Most slugs have a single generation per year with overwintering eggs hatching in spring and slugs developing through spring, summer and fall, Toker says. As winter approaches, slugs lay eggs, which overwinter and hatch the next spring.

He says anecdotal evidence of apparent full-size slugs seen early in the spring seems to suggest that some adults can survive until next spring and resume feeding.

"To assess slug populations this fall, it's necessary to scout fields," Tooker says. "Because slugs are most active at night, this can be done easily by placing wooden boards in fields, such as siding or even roofing shingles of some standardized size.

"Slugs will hide under these boards during the day providing an opportunity to gauge population size."

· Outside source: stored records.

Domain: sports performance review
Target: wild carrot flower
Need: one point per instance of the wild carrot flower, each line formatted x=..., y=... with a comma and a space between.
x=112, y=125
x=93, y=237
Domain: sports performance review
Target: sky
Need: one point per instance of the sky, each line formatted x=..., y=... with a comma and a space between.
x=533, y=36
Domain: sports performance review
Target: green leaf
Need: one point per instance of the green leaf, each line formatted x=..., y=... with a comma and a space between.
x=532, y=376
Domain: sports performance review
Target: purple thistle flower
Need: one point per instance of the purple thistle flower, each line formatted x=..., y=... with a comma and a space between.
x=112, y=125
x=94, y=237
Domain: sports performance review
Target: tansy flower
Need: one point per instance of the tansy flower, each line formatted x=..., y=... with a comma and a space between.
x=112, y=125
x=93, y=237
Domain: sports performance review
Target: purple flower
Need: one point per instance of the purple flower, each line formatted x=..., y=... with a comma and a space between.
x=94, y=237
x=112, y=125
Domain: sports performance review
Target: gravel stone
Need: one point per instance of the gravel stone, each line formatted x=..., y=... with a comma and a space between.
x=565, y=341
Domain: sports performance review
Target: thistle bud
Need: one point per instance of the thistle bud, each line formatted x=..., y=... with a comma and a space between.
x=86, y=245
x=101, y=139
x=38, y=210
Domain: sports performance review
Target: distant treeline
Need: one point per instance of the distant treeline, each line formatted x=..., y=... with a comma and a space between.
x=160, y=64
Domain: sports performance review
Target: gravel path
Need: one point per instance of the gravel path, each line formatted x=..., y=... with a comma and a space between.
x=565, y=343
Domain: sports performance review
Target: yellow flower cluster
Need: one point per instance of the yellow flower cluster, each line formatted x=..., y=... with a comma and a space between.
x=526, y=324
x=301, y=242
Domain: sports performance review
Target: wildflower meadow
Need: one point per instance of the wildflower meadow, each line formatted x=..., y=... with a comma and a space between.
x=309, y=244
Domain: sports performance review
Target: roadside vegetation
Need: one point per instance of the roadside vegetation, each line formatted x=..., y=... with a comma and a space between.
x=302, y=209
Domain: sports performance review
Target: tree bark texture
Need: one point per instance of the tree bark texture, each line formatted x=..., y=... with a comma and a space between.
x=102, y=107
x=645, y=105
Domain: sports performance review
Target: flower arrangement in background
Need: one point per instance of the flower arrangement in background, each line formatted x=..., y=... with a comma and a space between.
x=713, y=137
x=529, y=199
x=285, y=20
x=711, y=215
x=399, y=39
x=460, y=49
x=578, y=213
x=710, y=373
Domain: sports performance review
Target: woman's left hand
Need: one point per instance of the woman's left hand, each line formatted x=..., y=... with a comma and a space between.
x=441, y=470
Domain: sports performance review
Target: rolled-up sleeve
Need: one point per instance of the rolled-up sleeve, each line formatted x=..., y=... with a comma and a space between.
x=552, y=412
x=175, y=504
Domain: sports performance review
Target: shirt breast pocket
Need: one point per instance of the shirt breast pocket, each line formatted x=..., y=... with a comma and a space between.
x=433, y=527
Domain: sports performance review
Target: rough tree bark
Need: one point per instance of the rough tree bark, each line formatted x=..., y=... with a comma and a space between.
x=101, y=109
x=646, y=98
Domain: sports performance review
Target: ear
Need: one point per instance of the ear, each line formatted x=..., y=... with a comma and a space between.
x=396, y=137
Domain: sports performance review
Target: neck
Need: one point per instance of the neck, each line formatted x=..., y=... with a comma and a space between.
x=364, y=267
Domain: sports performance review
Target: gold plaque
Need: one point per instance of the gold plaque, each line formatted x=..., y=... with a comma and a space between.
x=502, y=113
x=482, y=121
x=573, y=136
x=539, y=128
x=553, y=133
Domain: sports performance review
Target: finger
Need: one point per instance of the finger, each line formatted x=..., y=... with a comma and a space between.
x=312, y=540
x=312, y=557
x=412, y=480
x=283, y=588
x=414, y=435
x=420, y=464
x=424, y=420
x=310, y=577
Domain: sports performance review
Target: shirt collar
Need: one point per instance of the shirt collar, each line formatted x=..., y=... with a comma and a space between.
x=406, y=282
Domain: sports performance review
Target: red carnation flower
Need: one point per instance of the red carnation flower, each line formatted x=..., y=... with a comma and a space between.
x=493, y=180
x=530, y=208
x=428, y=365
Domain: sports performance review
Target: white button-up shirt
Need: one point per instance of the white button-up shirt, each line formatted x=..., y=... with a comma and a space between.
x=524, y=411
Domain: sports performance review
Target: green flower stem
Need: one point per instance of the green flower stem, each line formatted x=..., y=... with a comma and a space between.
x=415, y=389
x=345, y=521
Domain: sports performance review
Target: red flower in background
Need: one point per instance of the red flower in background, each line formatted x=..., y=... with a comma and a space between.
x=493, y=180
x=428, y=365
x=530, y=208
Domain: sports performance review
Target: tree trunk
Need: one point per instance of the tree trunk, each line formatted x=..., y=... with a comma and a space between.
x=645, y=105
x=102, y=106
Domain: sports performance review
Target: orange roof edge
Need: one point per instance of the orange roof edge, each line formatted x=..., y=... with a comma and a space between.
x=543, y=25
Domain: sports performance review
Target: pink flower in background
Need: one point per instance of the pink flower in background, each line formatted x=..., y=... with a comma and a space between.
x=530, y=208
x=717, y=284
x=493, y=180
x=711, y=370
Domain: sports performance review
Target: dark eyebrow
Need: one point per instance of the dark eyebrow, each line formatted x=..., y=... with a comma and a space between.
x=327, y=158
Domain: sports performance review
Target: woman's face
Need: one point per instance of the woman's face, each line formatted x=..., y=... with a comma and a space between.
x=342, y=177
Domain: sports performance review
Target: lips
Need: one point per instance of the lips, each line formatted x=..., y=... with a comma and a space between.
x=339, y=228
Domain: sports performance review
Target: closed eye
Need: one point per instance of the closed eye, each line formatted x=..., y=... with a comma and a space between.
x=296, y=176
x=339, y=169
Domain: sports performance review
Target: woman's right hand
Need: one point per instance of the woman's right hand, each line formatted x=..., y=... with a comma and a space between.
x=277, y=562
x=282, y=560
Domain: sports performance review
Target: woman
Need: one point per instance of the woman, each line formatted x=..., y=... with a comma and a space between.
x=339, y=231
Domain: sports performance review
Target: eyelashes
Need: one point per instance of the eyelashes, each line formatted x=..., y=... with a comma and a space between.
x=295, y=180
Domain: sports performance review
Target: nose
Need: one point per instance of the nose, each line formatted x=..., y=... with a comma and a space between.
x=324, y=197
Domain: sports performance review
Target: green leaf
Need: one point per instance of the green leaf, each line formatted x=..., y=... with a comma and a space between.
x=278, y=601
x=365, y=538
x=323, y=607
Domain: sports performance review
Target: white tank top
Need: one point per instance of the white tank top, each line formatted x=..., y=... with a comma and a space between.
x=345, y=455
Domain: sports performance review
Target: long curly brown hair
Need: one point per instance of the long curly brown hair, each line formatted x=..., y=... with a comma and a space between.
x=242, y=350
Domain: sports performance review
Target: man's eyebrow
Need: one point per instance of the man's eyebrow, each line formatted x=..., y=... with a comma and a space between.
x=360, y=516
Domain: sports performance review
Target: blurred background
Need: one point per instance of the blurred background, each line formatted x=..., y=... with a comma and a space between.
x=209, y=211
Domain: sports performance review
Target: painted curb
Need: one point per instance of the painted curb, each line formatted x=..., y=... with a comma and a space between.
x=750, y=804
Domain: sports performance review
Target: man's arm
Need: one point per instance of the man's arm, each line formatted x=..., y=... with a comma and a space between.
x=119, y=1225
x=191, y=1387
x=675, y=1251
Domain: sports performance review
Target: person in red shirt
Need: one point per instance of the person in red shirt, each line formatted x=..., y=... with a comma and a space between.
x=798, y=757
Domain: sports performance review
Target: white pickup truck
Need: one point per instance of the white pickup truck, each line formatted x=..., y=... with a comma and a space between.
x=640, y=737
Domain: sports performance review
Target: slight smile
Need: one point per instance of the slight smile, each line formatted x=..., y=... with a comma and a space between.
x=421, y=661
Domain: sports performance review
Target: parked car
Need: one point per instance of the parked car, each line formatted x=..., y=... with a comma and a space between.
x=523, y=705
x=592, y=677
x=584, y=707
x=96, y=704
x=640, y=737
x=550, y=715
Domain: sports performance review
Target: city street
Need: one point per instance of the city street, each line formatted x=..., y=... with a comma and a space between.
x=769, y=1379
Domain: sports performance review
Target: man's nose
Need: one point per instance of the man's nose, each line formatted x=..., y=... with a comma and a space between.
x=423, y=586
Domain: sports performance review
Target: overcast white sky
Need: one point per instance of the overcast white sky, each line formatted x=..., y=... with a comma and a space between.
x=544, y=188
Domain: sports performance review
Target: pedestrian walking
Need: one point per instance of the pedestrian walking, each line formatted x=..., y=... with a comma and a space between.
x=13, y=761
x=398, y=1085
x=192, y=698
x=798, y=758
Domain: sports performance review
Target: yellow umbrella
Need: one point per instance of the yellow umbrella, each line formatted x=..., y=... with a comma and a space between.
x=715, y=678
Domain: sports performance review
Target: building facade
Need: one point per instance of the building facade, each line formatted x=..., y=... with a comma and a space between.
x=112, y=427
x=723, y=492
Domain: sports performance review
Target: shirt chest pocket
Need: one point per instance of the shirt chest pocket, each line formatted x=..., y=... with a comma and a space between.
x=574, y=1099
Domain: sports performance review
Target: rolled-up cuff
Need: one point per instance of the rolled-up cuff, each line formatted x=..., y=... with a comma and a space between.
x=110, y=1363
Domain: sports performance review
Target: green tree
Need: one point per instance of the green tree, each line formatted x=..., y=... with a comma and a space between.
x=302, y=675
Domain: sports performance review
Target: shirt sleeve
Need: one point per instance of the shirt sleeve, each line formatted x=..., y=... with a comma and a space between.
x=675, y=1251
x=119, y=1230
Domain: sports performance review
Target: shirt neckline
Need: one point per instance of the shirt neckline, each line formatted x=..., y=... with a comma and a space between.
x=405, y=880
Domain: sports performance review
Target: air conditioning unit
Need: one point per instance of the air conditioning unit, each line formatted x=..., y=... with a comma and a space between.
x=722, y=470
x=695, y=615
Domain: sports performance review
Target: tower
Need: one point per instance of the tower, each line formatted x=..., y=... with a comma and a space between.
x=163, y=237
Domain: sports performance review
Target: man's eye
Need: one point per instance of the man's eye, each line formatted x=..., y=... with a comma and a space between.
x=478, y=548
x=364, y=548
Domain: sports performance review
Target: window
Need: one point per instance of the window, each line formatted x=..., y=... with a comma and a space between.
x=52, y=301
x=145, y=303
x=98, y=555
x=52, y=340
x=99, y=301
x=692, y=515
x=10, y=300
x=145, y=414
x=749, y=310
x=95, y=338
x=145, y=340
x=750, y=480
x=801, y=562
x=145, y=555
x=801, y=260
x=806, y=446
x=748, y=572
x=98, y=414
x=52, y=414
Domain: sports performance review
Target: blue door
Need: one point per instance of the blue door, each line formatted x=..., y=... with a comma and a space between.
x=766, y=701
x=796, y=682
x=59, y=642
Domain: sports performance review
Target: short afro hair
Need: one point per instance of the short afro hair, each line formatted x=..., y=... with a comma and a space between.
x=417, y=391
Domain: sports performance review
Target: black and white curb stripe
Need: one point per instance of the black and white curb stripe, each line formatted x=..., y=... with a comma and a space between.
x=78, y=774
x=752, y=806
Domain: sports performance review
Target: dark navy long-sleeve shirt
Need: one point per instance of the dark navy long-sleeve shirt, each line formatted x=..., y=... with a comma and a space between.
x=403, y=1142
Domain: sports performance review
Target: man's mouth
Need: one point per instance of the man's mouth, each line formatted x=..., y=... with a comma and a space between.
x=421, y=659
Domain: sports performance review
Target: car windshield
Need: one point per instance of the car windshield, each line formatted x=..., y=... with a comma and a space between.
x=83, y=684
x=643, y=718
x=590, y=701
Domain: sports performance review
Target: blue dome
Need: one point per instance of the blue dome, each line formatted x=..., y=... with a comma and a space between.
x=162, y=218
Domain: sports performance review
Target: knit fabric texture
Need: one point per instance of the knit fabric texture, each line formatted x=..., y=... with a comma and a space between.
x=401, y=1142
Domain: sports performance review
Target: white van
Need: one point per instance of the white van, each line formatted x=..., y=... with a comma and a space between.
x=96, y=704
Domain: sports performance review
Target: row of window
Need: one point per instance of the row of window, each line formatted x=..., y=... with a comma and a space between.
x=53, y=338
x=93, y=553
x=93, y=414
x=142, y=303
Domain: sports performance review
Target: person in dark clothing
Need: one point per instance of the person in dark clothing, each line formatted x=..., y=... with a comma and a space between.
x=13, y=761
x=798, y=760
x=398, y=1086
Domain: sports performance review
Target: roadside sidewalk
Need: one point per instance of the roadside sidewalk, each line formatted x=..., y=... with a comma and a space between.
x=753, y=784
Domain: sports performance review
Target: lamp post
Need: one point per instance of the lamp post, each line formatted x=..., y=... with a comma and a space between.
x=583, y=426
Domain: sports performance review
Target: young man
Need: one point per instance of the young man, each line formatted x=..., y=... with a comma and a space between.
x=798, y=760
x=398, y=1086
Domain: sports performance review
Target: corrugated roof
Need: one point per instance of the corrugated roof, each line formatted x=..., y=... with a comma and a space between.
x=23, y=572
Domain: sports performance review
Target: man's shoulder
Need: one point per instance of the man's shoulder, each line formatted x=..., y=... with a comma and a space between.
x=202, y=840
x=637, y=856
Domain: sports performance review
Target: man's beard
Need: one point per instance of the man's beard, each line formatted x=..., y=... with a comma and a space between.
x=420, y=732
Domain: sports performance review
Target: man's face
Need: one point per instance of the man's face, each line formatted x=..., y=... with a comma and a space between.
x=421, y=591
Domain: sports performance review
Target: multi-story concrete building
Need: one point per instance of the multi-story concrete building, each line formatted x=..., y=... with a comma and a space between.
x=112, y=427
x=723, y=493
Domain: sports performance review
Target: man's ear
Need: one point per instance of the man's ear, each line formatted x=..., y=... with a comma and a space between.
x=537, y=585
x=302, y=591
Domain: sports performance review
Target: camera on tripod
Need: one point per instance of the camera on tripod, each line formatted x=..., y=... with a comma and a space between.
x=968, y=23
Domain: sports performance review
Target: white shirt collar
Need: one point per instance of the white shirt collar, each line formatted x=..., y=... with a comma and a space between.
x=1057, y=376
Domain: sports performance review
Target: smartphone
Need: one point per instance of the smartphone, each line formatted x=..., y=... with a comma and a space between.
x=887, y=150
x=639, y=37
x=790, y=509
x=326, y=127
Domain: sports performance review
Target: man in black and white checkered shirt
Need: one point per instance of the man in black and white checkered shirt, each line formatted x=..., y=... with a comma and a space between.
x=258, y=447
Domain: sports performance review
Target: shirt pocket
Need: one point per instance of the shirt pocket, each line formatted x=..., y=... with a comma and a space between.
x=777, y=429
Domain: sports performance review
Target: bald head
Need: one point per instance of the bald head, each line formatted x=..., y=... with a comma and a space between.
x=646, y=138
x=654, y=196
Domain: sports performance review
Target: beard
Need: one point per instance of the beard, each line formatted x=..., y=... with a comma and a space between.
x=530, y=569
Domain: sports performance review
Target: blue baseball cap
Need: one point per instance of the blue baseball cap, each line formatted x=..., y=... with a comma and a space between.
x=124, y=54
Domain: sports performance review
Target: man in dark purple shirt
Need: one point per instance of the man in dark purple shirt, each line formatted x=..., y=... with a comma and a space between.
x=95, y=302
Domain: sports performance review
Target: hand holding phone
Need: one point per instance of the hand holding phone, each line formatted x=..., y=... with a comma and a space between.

Tooker suggests leaving the boards in place for a few day and counting slugs. Then, keep track of which fields have the largest populations and then in the spring, scout these fields first for damage.

"There is a good chance that high fall populations will lead to high spring populations and a need for chemical control," Tooker says.

Another tactic that may be of use is removing debris from fields. Some folks that do not use cover crops remove stubble for bedding.

"These more-exposed fields would tend to dry out more quickly, which would leave them less likely to harbor damaging slug populations," Tooker says. "This tactic, of course, would not be available to farmers regularly using cover crops."

Another tactic that has anecdotal support for helping to decrease slug populations is incorporating some degree of fall tillage. Tooker says shallow discing or turbo tillage provides some incorporation that should help knock back slug populations in the spring.

"A grower looking to test this option could easily leave a portion of the field untreated to see if the management was effective," he says.

If slug problems are particularly bad, growers might consider fall applications of metaldehyde baits. Tooker says such applications can be effective, but are not the most efficient use of these baits. Some adult slugs may have already laid eggs; the chemical treatment might not contribute too much to reducing spring populations.

Tooker adds that in the struggle against slugs, natural enemies have a lot of potential to contribute to slug suppression. Some ground beetle and harvestman (aka daddy long legs) species are voracious slug predators; unfortunately, natural enemies populations in many crop fields never get a chance to build because of regular use of broadcast insecticides.

"Many growers tankmix insecticides in the spring as an insurance policy against other potential crop pests," Tooker says. "But it should be recognized that applications of insecticides in absence of crop damage are economically dubious and have the potential to disrupt often unrecognized natural enemy-provided control.